Brunetti le estrechó la mano y le dio las gracias por acceder a hablar con él.
—¿Qué desea tomar? —preguntó Tassini cuando Brunetti se hubo sentado, levantando una mano para atraer la atención del camarero.
—Ya que estoy aquí —dijo Brunetti con una sonrisa—, creo que debo tomar un
cappuccino,
¿no le parece?
Tassini se lo pidió al camarero y los dos hombres se quedaron un rato en silencio.
Al fin Brunetti dijo:
—
Signor
Tassini, como le he dicho por teléfono, nos gustaría hablar con usted de Giovanni de Cal, su patrono. —Antes de que Tassini pudiera preguntar, Brunetti añadió con su voz más grave—. Y de la queja de usted, por supuesto.
—¿Así que ya han empezado ustedes a tomarme en serio, eh?
—Nos interesa mucho todo lo que tenga que decir —dijo Brunetti.
La llegada del camarero con el
cappuccino
le ahorró la necesidad de extenderse sobre el tema. Tal como suponía, la espuma había sido vertida con un movimiento que había formado el dibujo de un corazón en la superficie. Abrió un azucarillo, lo echó en la taza y, al removerlo, rompió el corazón.

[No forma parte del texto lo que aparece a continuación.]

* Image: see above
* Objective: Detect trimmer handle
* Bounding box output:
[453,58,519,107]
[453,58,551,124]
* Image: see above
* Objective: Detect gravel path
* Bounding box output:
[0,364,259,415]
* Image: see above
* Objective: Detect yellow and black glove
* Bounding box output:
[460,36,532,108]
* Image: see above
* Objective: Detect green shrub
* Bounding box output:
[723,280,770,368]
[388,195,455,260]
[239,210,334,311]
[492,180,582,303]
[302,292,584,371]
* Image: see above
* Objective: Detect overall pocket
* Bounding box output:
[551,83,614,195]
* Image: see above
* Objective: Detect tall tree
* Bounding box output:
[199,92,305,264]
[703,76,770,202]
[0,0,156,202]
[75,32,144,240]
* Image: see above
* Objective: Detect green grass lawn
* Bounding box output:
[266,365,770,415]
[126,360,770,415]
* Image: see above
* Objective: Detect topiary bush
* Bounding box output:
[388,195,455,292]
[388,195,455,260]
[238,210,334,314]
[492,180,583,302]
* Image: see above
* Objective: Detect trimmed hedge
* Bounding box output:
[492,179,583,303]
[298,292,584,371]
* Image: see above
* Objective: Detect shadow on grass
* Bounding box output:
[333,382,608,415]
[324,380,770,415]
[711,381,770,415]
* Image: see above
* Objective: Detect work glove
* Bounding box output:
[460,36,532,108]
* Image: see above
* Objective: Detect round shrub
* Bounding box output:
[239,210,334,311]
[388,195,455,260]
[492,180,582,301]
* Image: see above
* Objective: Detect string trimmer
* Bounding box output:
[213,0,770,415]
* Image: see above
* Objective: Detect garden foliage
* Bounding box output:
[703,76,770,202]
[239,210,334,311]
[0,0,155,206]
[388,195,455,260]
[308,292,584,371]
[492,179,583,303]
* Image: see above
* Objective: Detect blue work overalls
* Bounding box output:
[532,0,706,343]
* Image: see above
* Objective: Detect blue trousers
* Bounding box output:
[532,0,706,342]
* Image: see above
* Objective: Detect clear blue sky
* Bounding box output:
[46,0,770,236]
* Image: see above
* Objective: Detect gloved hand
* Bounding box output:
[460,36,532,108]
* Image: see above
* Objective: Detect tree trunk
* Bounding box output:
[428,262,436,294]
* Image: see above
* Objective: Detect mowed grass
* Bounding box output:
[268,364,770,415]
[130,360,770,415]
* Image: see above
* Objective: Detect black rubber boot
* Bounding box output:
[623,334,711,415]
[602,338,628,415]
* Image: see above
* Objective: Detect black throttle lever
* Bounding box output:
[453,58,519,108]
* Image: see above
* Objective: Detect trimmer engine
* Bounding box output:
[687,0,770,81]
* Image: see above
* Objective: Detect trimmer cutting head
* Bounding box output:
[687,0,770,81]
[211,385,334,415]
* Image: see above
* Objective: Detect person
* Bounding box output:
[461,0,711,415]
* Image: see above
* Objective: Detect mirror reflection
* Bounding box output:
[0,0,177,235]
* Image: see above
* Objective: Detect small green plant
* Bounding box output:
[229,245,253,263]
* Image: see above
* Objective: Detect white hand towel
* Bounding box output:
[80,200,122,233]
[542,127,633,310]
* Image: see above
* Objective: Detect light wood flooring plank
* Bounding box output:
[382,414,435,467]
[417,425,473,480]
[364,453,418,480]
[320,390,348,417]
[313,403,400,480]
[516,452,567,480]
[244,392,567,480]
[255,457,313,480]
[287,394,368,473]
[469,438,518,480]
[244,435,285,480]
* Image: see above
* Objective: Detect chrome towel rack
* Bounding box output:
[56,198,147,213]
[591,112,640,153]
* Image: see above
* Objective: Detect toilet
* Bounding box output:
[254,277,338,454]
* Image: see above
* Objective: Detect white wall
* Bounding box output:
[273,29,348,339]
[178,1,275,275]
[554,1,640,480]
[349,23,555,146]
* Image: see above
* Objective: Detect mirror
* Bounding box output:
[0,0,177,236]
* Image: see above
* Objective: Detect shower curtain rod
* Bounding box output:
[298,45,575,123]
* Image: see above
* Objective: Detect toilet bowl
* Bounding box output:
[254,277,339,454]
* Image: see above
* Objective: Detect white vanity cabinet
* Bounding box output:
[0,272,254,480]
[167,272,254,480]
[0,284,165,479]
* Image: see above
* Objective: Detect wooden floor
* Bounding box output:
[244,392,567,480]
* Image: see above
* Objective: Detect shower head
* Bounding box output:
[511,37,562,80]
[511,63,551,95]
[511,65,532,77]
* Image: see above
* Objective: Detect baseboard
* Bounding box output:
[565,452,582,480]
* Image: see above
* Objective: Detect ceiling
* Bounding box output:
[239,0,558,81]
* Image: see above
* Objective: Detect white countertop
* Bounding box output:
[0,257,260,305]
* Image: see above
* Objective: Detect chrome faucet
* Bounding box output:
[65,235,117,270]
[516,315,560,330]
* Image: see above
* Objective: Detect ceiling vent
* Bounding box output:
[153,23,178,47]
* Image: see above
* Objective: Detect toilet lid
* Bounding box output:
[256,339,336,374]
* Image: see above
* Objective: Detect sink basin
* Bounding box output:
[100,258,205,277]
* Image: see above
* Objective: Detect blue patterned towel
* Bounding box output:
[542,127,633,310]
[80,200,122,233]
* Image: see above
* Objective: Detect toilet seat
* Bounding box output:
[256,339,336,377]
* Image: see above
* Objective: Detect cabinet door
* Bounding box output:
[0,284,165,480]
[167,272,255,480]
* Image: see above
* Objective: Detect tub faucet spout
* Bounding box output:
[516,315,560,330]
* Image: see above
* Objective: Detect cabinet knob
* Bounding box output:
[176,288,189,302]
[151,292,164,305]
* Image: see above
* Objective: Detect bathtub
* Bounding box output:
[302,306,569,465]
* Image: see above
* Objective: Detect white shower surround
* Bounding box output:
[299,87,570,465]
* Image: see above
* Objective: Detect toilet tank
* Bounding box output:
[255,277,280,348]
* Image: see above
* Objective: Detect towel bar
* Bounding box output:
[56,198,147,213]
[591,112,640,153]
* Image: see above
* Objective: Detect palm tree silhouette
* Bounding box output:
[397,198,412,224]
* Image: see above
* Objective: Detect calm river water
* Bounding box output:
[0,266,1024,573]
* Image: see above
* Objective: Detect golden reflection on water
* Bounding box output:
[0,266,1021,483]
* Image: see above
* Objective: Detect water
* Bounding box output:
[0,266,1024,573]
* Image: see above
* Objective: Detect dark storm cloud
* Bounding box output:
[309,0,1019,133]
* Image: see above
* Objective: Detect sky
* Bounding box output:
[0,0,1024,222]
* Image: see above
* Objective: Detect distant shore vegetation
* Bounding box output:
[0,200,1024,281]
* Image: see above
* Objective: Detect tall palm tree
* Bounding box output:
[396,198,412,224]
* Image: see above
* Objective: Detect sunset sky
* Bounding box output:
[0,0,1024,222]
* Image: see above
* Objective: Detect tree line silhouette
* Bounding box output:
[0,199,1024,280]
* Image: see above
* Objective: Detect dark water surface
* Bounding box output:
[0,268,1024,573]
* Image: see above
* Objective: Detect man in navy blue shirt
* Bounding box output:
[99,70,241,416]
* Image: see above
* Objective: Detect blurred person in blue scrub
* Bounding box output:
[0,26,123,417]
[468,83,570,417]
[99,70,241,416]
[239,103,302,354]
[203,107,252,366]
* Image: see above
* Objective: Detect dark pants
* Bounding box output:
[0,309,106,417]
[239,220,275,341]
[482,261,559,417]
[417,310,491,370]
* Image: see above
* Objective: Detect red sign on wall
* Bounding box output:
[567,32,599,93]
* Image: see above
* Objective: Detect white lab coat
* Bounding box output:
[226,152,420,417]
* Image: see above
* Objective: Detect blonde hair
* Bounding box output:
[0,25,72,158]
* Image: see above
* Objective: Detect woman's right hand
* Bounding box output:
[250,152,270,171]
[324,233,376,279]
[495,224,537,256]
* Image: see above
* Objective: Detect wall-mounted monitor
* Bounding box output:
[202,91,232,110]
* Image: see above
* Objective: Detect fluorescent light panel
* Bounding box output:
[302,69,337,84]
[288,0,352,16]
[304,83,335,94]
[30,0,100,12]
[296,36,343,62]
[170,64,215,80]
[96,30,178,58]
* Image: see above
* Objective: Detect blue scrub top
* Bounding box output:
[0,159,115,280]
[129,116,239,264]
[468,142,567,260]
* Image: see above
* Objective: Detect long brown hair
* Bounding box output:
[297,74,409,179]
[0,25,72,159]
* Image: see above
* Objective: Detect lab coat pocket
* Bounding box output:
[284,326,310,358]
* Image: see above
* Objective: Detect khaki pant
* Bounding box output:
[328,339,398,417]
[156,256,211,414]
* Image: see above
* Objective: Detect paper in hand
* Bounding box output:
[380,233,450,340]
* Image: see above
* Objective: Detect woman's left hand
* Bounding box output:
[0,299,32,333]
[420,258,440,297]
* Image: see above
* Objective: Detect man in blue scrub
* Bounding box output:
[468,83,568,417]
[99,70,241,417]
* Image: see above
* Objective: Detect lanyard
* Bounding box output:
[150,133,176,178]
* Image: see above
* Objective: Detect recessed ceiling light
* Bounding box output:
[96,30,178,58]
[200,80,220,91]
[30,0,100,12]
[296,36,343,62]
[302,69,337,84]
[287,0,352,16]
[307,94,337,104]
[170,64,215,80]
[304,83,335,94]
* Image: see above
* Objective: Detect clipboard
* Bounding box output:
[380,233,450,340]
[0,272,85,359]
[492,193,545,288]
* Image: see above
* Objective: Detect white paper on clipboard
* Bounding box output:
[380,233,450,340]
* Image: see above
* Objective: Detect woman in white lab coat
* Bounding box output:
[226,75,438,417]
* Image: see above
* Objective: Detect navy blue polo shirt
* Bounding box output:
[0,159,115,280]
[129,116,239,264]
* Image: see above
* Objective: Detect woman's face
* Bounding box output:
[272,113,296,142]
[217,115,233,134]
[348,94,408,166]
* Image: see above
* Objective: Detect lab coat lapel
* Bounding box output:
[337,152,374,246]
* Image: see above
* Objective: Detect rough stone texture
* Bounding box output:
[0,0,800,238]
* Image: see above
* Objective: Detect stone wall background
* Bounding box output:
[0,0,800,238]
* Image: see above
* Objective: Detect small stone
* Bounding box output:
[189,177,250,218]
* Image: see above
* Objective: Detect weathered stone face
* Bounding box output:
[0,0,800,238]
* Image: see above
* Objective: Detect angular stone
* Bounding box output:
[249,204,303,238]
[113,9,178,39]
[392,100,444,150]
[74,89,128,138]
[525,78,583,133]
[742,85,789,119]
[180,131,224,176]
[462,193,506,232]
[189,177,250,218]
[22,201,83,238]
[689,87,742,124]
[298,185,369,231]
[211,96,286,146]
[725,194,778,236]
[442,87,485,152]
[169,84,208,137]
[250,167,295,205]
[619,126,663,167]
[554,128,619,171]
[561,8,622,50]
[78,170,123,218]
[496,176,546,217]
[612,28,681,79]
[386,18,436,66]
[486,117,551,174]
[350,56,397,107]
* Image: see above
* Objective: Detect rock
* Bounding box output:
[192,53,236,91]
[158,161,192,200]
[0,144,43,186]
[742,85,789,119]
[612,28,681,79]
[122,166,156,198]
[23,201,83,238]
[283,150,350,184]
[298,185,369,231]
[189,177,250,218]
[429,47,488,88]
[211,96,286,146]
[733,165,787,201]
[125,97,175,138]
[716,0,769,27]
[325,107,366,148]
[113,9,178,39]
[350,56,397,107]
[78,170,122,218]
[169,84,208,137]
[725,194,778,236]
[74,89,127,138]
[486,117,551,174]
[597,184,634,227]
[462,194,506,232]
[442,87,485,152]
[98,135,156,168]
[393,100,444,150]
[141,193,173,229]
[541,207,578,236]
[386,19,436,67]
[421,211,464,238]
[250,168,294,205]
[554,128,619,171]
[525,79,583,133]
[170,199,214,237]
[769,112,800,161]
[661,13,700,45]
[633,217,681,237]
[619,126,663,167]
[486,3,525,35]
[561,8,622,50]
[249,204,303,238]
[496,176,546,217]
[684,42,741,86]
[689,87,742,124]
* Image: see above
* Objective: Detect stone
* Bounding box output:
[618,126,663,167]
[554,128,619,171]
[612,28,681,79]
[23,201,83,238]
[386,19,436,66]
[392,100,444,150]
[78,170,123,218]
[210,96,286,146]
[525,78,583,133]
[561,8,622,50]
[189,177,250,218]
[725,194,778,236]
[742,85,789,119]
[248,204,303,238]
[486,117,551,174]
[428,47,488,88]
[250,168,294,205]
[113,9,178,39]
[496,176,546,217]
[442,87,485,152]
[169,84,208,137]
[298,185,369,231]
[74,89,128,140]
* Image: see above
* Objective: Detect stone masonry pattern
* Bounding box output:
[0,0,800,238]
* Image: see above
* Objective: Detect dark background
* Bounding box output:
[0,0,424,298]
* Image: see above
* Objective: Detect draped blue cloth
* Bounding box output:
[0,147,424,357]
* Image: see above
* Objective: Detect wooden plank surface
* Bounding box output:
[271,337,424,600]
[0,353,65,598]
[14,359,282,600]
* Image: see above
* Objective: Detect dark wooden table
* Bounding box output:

—¿Qué me dice entonces de mis cartas? —preguntó Tassini.
—En parte, ellas son la causa de que yo esté aquí,
signor
Tassini.
Brunetti tomó un sorbo de café. Aún estaba muy caliente y volvió a dejar la taza en el plato, para que se enfriara.
—¿Las ha leído?
Brunetti le lanzó su mirada más sincera.
—Normalmente, si esto formara parte de una investigación oficial, me temo que ahora le mentiría y le diría que sí —dijo tratando de mostrarse cohibido por la confesión— Pero en este caso, quiero serle franco desde el principio. —Antes de que Tassini pudiera responder, prosiguió—: Están en una carpeta que guarda otro departamento. Pero personas que las han leído me han hablado de ellas, y nos han enviado fragmentos.
—Pero si estaban dirigidas a ustedes —insistió Tassini—. Es decir, a la policía.
—Sí —reconoció Brunetti asintiendo con la cabeza—. Pero nosotros somos detectives, y esas cosas no se nos pasan automáticamente. Las cartas fueron al departamento de quejas, y ellos abrieron un expediente. Pero hasta que esos expedientes son procesados y trasladados a las personas encargadas de la investigación, pueden transcurrir meses. —Observó el gesto de ansiedad de Tassini, le vio abrir la boca para protestar y añadió, bajando la cabeza con fingida contrición—: O más.